The Swiss Market Index of the biggest and most actively traded companies dropped 2.1 percent to 6,393.79 at the 5:30 p.m. close of trading in Zurich. Even so, the gauge has rallied 7.6 percent since its low this year in July amid optimism that the economic recovery will continue as companies reported better-than-estimated earnings and central banks from Japan to the U.S. said they will support growth. The broader Swiss Performance Index declined 2 percent today.
“While the Dear Leader’s son Kim Jong-un seeks to burnish his military credentials, an escalation of the shelling could impact confidence in stock markets,” said Graeme Herd, head of the international security program at the Geneva Centre for Security Policy.
South Korea scrambled fighter jets and returned fire after North Korea lobbed dozens of shells at one of its islands, killing two soldiers.
“The dilemma for the markets is that it’s coming in the week of Thanksgiving which is one of the more illiquid weeks of the year,” said Jim O’Neill, chairman of Goldman Sachs Asset Management in an interview with Bloomberg Television.
Separately, credit-default swap contracts on Irish government bonds increased 25.5 basis points to 551, according to data provider CMA in London. The cost of insuring corporate debt for 15 Western Europe governments rose to a record today.
In China, the biggest banks are close to reaching annual lending quotas and plan to stop expanding their loan books to avoid exceeding the limits, according to four people with knowledge of the matter.
Industrial & Commercial Bank of China Ltd., Bank of China Ltd. and Agricultural Bank of China Ltd. are only extending new loans as existing ones get repaid, the people said, speaking on condition of anonymity.

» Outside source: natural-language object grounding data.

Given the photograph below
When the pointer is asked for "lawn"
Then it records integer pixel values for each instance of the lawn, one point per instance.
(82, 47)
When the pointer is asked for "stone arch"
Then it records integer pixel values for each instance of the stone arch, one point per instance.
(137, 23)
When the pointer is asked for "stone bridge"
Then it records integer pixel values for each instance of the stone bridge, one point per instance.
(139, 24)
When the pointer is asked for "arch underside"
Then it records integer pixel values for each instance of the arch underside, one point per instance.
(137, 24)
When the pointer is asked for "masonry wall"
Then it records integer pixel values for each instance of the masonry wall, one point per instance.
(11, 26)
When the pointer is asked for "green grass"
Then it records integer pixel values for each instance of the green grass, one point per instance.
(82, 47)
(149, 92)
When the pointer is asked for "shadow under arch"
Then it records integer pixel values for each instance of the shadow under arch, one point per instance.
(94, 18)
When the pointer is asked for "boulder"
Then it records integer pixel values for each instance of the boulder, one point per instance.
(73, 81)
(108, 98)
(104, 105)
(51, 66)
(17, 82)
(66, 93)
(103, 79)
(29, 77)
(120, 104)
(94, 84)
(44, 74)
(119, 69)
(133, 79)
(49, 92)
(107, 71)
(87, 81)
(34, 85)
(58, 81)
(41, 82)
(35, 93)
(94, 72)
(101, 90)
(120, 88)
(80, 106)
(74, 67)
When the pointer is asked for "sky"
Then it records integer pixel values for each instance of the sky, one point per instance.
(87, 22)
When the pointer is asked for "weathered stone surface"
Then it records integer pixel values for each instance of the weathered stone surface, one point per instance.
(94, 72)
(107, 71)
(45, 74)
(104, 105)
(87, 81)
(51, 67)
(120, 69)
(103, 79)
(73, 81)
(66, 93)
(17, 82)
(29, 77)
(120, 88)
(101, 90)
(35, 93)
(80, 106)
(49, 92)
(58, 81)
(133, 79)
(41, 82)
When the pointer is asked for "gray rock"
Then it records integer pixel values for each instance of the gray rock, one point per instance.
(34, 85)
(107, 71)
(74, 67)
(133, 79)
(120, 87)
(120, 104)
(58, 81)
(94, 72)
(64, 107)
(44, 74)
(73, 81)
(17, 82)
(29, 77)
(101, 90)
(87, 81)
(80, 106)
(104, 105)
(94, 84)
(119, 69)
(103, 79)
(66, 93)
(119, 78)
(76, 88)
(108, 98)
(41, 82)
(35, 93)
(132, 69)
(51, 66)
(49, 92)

Financials led declines in the SMI with Credit Suisse dropping 2.6 percent to 39.11 Swiss francs. London-based Helvea analyst Peter Thorne cut his dividend forecast for 2010 to 2013 to one franc from two francs per share, saying the bank is determined to reach new capital adequacy targets imposed by Swiss financial regulator Finma as soon as possible. Thorne maintained a “neutral” rating and a price estimate of 48.90 francs on the stock.
UBS slipped 2.6 percent to 15.68 francs. Julius Baer Group Ltd., the 120-year-old private bank, declined 2.8 percent to 37.82 francs.
Actelion Ltd. fell for a second day, losing 2.8 percent to 54 francs, as a takeover bid by Amgen Inc. failed to materialize.
Sonova Holding AG slumped 7 percent to 124.40 francs after the hearing-aid maker said it’s voluntarily recalling the HiRes 90k cochlear implant after two instances in which the product experienced a “rare malfunction.” Redburn Partners LLP analyst Ilan Chaitowitz downgraded the stock to “sell” from “neutral.”